The majority of the workers are metal press operators but also include other factory and production staff. TMD Friction produces after-market brake products for high street retailers and garages.
Unite general secretary Sharon Graham said: “TMD Friction owes its workers a fair pay rise in the current economic climate – it is refusing to recognise the business can’t operate without these skilled operatives. Unite will be giving our members its complete support in their fight for a decent pay rise.”
Members are angry at the low pay on offer from their employer during a cost of living crisis. Many earn £12.88 per hour and have been offered 4 per cent pay increase. According to Unite, this is in effect a real-terms pay cut, since the rate of inflation stood at nearly 9 per cent in June when the pay rise was due.
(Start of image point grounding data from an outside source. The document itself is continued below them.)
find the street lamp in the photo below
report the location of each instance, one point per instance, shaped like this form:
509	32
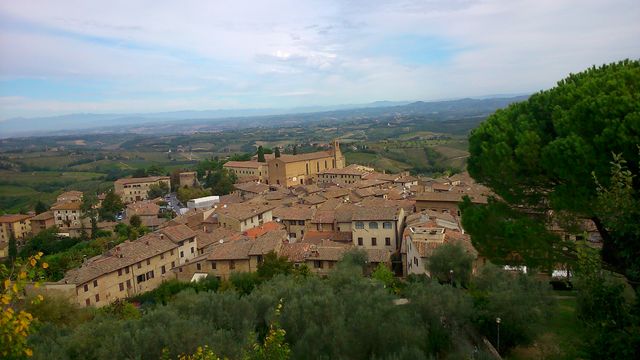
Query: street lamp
498	320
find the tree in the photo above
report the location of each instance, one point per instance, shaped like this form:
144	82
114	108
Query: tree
541	156
111	205
13	247
40	207
135	221
451	263
261	154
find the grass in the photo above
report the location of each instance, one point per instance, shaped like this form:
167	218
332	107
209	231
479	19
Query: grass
562	338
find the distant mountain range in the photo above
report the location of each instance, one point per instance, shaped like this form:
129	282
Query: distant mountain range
79	123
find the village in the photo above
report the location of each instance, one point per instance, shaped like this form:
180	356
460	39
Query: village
310	208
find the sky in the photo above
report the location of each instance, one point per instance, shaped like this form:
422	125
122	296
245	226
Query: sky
59	57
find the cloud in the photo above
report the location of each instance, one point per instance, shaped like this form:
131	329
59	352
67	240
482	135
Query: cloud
151	55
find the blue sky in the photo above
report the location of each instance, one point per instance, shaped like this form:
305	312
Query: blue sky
61	57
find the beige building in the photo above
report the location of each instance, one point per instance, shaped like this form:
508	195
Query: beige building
243	216
67	214
136	189
130	268
242	255
377	228
445	202
42	221
291	170
347	175
254	169
185	238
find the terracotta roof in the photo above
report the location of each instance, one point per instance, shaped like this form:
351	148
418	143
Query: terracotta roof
304	157
141	180
324	217
295	252
449	197
208	238
293	212
315	237
261	230
271	241
67	205
362	213
11	218
42	216
144	208
252	187
243	211
177	233
125	254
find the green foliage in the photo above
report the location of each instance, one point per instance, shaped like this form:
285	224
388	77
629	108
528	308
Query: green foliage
451	263
542	154
519	300
13	247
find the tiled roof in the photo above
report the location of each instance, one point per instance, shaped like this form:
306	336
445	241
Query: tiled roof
304	157
141	180
208	238
298	212
243	211
67	205
363	213
252	187
125	254
47	215
11	218
177	233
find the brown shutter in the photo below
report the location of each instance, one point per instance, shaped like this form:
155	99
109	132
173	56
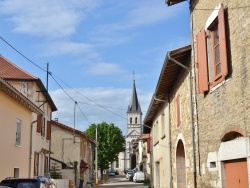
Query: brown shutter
222	41
48	133
39	123
202	61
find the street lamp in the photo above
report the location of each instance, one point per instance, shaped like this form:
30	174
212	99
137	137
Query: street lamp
96	172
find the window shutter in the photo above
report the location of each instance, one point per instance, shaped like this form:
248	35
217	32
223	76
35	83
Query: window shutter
222	41
39	123
202	62
48	130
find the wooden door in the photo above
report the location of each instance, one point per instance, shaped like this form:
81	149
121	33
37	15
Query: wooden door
236	173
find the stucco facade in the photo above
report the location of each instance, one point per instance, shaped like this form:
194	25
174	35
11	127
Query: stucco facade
15	156
33	90
69	145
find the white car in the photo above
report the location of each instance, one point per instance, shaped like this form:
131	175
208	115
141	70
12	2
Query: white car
129	173
139	177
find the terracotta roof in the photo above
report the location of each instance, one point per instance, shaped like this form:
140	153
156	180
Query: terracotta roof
144	136
9	70
17	96
73	130
169	75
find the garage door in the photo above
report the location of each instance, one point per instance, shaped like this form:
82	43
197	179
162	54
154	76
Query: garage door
236	173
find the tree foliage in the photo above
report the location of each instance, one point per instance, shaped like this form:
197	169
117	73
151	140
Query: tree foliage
110	143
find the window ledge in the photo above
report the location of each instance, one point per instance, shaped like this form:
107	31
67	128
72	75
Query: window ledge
156	143
163	136
223	83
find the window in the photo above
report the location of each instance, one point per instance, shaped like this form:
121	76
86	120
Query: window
36	163
117	163
46	164
162	125
211	51
16	172
178	111
39	124
18	132
156	133
48	135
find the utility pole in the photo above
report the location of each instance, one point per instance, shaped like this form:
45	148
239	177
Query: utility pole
96	169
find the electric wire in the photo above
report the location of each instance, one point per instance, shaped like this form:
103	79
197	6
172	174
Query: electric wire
51	74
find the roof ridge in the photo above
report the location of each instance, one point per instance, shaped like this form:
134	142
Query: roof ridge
13	74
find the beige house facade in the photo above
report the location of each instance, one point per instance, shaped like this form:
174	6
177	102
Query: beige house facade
208	101
70	145
15	122
169	121
222	54
38	134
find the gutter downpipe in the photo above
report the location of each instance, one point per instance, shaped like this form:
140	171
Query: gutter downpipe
169	137
170	146
191	113
31	138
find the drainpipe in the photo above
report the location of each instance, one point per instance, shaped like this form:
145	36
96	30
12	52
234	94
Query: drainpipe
191	113
169	137
170	146
31	133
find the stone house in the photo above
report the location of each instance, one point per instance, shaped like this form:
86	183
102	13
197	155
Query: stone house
169	121
221	55
38	134
70	145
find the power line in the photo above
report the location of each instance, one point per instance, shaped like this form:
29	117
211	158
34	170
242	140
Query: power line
22	54
51	74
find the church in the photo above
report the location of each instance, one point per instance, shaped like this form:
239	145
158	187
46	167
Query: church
127	160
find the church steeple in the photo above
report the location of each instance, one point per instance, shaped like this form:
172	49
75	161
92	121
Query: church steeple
134	106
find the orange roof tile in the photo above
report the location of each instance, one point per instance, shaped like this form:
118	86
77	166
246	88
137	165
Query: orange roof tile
9	70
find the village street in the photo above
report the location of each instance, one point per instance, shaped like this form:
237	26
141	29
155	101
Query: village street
120	181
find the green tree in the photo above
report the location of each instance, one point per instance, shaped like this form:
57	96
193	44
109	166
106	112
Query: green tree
110	143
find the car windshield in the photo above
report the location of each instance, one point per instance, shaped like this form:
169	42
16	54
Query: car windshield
18	183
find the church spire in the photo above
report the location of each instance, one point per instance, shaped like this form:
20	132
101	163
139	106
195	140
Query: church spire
134	105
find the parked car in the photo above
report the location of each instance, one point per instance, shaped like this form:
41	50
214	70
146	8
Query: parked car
116	172
111	172
131	177
129	172
38	182
139	177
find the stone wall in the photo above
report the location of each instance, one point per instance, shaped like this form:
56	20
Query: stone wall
224	108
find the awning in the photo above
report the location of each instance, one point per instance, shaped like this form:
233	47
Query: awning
45	151
137	166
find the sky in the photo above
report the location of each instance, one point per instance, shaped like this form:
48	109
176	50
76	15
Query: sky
91	49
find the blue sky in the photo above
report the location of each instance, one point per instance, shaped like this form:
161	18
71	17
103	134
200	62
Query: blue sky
93	46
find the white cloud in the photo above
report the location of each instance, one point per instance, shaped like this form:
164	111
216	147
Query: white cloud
64	47
114	102
136	15
53	19
105	69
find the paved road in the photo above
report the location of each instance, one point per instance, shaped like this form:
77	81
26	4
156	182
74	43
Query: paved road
120	181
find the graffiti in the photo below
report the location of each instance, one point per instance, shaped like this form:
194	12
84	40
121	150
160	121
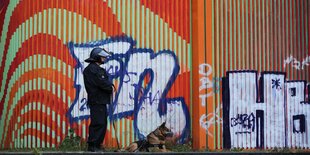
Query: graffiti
144	79
295	63
276	83
275	115
216	84
245	121
205	83
206	121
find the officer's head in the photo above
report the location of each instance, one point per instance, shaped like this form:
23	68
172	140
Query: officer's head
97	55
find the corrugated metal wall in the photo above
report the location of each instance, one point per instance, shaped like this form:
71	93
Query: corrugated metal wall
158	77
43	47
234	35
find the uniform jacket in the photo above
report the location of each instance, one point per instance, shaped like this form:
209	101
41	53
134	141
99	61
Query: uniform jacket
97	84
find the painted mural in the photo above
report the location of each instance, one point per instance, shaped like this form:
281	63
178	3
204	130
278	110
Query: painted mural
222	74
43	48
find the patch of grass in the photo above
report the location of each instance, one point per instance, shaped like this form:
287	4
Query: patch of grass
72	143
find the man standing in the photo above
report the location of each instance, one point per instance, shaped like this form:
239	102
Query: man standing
99	90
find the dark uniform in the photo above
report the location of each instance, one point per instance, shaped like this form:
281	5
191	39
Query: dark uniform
99	90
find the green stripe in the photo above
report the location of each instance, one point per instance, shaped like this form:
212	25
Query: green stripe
190	64
86	29
302	35
291	36
247	57
235	31
60	24
118	9
152	30
128	17
156	33
138	8
222	38
230	36
239	52
161	47
217	57
123	18
226	38
133	20
30	26
74	27
275	58
65	26
259	36
7	18
142	27
264	43
243	43
147	22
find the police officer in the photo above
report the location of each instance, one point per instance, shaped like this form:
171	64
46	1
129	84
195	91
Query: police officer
99	90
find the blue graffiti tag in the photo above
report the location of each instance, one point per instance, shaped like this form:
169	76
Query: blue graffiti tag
144	79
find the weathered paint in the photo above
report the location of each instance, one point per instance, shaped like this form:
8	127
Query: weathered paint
43	47
170	58
233	35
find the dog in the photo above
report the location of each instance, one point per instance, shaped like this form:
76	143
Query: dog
155	140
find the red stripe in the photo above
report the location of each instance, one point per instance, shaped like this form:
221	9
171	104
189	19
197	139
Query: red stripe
38	6
3	8
35	132
26	50
173	14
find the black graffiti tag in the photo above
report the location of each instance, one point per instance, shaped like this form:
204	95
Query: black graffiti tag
245	120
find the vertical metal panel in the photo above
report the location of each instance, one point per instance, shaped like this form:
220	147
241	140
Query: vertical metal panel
43	46
248	35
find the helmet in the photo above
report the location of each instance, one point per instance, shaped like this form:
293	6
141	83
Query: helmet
96	53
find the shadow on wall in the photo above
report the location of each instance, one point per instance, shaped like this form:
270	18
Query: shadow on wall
273	113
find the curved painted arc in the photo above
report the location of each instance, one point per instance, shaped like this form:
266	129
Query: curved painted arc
18	98
24	77
33	120
37	6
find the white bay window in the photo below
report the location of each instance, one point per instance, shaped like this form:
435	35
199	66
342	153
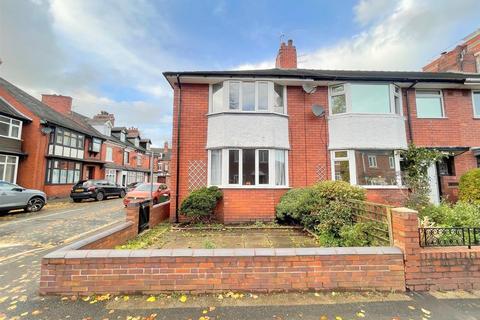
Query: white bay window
247	96
247	167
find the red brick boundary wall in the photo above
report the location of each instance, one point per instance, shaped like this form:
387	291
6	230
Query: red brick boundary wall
443	268
86	272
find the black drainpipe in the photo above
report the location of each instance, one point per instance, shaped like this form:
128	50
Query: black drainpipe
177	182
409	116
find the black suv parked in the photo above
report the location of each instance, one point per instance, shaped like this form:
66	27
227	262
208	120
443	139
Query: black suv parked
96	189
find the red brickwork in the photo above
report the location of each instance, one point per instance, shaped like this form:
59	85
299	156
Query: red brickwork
210	270
447	268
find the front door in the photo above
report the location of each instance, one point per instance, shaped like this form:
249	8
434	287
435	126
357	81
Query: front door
434	190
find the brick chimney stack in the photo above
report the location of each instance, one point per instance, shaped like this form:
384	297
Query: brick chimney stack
165	147
133	132
62	104
105	116
287	56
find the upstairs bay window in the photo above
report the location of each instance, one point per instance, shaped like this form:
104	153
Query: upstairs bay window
247	96
370	168
247	167
10	128
365	98
66	143
429	104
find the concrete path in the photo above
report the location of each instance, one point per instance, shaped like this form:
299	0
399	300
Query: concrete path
25	238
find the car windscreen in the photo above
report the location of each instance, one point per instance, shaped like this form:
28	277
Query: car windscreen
146	187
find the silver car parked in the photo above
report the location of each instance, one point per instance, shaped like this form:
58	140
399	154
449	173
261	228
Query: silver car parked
13	196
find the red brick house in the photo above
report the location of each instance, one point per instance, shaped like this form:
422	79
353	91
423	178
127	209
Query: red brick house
258	133
59	147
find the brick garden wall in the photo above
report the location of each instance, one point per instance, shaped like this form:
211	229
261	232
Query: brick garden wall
446	268
209	270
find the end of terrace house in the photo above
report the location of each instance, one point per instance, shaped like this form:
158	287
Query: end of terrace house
257	133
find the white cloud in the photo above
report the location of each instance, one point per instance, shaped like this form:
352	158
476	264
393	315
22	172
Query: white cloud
407	36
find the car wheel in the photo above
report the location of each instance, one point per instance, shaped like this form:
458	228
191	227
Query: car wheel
35	204
100	196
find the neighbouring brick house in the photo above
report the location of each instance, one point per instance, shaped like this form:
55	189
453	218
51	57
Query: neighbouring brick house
59	147
164	156
258	133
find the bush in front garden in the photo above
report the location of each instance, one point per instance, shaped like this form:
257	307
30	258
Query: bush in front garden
461	214
200	204
469	186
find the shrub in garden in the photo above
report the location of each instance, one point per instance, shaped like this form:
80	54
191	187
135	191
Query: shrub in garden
461	214
200	204
469	186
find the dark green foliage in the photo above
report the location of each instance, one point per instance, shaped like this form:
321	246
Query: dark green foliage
469	187
322	209
200	204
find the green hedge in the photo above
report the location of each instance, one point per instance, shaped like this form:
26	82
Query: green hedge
322	209
469	186
200	204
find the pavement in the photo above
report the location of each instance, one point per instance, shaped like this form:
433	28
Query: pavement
26	238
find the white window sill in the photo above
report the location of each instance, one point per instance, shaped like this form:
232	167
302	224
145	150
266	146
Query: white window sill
247	112
384	187
251	187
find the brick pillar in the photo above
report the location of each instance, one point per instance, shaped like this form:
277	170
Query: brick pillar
406	237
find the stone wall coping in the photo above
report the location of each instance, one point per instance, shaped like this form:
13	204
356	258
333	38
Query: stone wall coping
242	252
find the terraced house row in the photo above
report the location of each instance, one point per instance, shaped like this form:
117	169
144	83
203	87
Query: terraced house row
46	145
258	133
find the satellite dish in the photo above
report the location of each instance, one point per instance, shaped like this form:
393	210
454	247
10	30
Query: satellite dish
318	110
309	88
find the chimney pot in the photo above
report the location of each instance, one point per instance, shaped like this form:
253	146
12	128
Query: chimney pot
287	56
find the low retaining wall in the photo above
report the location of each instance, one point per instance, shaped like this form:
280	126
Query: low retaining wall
210	270
445	268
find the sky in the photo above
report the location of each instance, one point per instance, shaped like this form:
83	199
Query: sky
110	54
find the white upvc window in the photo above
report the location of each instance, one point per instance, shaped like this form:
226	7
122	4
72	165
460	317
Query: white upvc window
429	103
109	154
11	128
248	168
365	98
367	168
247	96
476	103
8	168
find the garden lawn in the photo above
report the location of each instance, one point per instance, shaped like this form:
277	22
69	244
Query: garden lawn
165	237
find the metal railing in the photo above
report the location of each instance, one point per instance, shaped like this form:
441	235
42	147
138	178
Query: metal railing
379	214
448	237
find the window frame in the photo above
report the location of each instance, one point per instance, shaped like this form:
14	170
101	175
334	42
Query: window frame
15	174
353	168
10	127
347	91
442	103
225	108
475	114
224	170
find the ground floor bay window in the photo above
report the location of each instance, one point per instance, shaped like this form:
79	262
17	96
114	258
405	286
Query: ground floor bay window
369	168
8	168
248	168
Strike action could “severely impact the supply of brake pad, discs and other brake parts to both passenger and commercial suppliers across the UK”, according to the union.
Unite regional officer Mike Routledge added: “TMD has just got new owners and we urge them to come back to the negotiating table with an improved offer. Do the right thing by your workers this Christmas and strikes can be averted.”
On 5 December TMD Friction was bought by Aequita, a privately-owned industrial group based in Munich.
Before that, on 1 December 2023, TMD Friction sold its shares in the Hella Pagid joint venture to Hella.